Abgeordneter Gerhard Kurzmann (F) hielt fest, dass alle Versuche,
eine Verfassung zu oktroyieren, scheiterten. Man müsse sich daher
fragen, ob es nur an der Kommunikation liege oder vielmehr daran,
dass die Inhalte nicht den Interessen der Bürger entsprechen. Der
Ratifizierungsprozess müsse daher gestoppt werden, um den Bürgern zu
zeigen, dass man ihre Bedenken ernst nehme. In diese Richtung
argumentierte auch Abgeordneter Peter Fichtenbauer (F), der meinte,
es komme darauf an, ein akzeptables Vertragswerk zu erarbeiten, dass
sodann einer generellen Volksabstimmung zu unterziehen sei. Neben
diesem Europaschwerpunkt wurden noch einige weitere Themen in der
Debatte angesprochen, so die Lage im Tschad und jene im Nahen Osten,
jene auf dem Balkan sowie jene in Afghanistan und in Zimbabwe.
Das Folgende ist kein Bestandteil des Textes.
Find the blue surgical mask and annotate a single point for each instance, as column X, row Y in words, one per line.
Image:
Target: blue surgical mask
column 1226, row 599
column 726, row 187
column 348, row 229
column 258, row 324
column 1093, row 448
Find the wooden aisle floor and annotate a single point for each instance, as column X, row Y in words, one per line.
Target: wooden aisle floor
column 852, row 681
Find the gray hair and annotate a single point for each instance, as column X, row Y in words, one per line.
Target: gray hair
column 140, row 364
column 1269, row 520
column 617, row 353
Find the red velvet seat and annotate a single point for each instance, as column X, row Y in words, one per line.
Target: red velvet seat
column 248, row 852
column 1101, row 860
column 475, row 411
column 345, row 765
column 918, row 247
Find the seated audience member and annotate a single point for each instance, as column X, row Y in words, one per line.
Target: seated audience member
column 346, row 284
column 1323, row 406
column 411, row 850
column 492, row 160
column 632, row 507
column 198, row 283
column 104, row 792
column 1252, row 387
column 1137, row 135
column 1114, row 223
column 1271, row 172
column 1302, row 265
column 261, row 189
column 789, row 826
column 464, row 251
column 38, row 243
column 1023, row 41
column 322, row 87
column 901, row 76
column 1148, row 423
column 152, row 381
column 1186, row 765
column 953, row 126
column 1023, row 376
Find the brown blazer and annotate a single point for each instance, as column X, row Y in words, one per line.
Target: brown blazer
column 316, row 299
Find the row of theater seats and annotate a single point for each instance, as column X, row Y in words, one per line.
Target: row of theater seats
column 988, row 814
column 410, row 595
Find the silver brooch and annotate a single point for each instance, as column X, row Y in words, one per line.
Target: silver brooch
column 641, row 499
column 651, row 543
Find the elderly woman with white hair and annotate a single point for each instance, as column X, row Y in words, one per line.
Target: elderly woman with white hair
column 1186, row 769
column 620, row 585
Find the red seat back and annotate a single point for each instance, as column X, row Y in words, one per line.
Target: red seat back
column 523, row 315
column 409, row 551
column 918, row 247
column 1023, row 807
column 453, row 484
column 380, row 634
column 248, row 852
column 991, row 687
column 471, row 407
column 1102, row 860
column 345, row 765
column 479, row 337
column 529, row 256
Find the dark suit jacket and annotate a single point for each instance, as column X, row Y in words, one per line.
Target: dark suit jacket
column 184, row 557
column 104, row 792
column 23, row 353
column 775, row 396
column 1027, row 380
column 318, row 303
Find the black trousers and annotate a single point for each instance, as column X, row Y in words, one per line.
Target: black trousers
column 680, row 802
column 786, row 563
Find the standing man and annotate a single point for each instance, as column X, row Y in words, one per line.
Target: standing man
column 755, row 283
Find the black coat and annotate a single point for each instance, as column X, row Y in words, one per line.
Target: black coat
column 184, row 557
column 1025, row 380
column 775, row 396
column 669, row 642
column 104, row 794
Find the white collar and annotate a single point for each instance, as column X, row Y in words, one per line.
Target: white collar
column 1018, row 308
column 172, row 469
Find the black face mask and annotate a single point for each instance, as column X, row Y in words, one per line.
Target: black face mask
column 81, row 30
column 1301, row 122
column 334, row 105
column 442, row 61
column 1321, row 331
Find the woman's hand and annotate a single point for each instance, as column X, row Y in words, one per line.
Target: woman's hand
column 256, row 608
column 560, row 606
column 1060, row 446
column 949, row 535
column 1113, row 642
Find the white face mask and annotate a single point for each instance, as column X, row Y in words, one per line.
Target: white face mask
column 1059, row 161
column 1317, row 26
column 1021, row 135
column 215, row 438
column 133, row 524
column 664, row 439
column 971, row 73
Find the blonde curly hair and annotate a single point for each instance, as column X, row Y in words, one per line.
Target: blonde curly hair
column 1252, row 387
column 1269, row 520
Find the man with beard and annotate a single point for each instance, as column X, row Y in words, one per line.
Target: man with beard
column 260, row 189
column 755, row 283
Staatssekretär Hans Winkler hielt eingangs seines Statements fest,
der Volkswille sei zu respektieren, wenngleich die Ergebnisse der
irischen Volksabstimmung einen schweren Rückschlag für die EU
bedeuteten. Dies sei umso bitterer, als vieles von jenem Unbehagen,
das im Vorfeld der Abstimmung artikuliert worden sei, durch eben
diesen Vertrag von Lissabon seine Grundlage verloren hätte. Der
Vertrag, würde die EU effizienter, demokratischer und bürgernäher
machen, zeigte sich Winkler überzeugt.

Es brauche jetzt einen Nachdenkprozess, um die Lage in Ruhe zu
analysieren. Schnellschüsse seien keineswegs dienlich, denn es gebe
keine Patentrezepte für die gegenwärtige Lage. Es gelte also,
gemeinsam mit Irland einen Ausweg zu finden, doch sei es nicht
möglich, den Vertrag kurzfristig zu ändern. Dieser sei immerhin das
Ergebnis eines langjährigen Diskussionsprozesses, der mit dem Konvent
begonnen habe und schließlich von allen 27 Regierungen unterschrieben
wurde. Der Staatssekretär plädierte für bessere
Kommunikationsstrategien, um den Dialog mit den Bürgern transparenter
führen zu können.

Schließlich ging Winkler noch auf die anderen aufgeworfenen Fragen
ein und berichtete dem Ausschuss über die Entwicklungen im Nahen
Osten und in den anderen Regionen, an denen sich die Mitglieder des
Ausschusses interessiert gezeigt hatten. Während er hinsichtlich der
Sanktionen gegen Kuba erklärte, diese Frage könne nur im
gesamteuropäischen Rahmen geklärt wären, meinte er bezüglich der
Raketenpläne der USA, dieses Thema müssten primär die betroffenen
NATO-Staaten behandeln.

(Schluss aktuelle Aussprache/Forts. Ausschuss)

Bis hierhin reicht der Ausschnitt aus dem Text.